Sunday, February 22, 2015

Turkey’s Missile Shield Won’t Be NATO-Integrated

The American Interest - Feb 22, 2015

Turkey is pressing forward with a major defensive program—it’s ballistic-missile defense system—that will not be integrated into the broader NATO network. Hurriyet Daily News reports:
Turkey’s new defense missile system, for which Ankara is in talks on a $3.4 billion deal with a Chinese company, will not be integrated with one used by NATO, Defense Minister İsmet Yılmaz has said.
Ankara will use the long-range system without integrating it with NATO’s system, Yılmaz said in his elaboration on the issue, which came in response to a parliamentary question filed by an opposition deputy.
NATO and Turkey have been drifting apart since the end of the Cold War. This move would be a strategic and structural parallel to the tactical disagreements over the Iraq invasions and, at present, how to handle the Syrian Civil War.

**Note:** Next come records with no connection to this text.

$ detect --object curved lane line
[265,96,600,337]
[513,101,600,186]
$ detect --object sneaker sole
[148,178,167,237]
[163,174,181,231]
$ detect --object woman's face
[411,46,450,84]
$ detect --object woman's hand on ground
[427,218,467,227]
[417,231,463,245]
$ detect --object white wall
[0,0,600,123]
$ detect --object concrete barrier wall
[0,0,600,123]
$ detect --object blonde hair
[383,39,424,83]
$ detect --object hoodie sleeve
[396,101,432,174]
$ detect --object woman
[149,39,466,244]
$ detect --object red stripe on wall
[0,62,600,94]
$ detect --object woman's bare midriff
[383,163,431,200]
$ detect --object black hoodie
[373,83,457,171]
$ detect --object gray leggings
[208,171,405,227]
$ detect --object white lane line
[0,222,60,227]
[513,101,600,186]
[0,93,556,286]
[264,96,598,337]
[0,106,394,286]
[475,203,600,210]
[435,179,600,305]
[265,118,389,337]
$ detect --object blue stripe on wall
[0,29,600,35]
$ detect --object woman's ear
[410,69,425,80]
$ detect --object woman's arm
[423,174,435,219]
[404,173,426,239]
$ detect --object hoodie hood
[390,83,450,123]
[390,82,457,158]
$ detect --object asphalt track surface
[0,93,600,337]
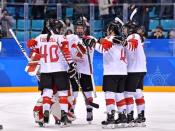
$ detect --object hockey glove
[27,39,37,48]
[112,36,127,47]
[127,39,138,51]
[100,38,112,51]
[68,62,77,78]
[82,37,96,48]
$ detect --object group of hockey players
[26,9,147,128]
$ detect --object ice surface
[0,93,175,131]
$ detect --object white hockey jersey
[95,36,127,75]
[66,34,94,75]
[126,34,147,72]
[35,34,68,73]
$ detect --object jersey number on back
[41,45,59,63]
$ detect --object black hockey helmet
[107,21,122,35]
[46,19,64,34]
[75,19,86,37]
[123,21,139,35]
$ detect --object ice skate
[127,111,135,127]
[101,110,115,129]
[60,110,71,127]
[44,110,50,123]
[134,111,146,127]
[115,112,127,128]
[86,108,93,124]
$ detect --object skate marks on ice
[0,93,175,131]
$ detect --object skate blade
[115,123,127,128]
[0,125,3,130]
[127,122,135,128]
[60,122,71,128]
[102,124,115,129]
[87,121,92,125]
[135,122,146,127]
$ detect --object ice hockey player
[33,86,76,127]
[92,21,127,128]
[27,19,75,126]
[66,20,95,123]
[123,21,147,126]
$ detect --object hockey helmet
[123,21,139,35]
[46,19,64,34]
[107,21,122,35]
[75,19,86,37]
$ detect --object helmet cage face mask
[75,20,86,37]
[46,19,63,34]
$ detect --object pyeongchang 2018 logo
[147,67,170,86]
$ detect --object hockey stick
[47,27,99,108]
[9,29,40,81]
[129,8,137,21]
[85,41,97,98]
[115,17,124,26]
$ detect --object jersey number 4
[40,45,59,63]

As Seth Cropsey has pointed out at Hudson, “This loss of interoperability would deprive Europe of Asia Minor’s large defensive extension into the heart of the Middle East – and into a region where the prospect of Iranian nuclear weapons mounted aloft ballistic missiles with steadily increasing range is real.”
With the election of a Russia-friendly coalition in Greece, NATO’s southern Mediterranean flank has started to look weaker; this story is just one more reason to worry.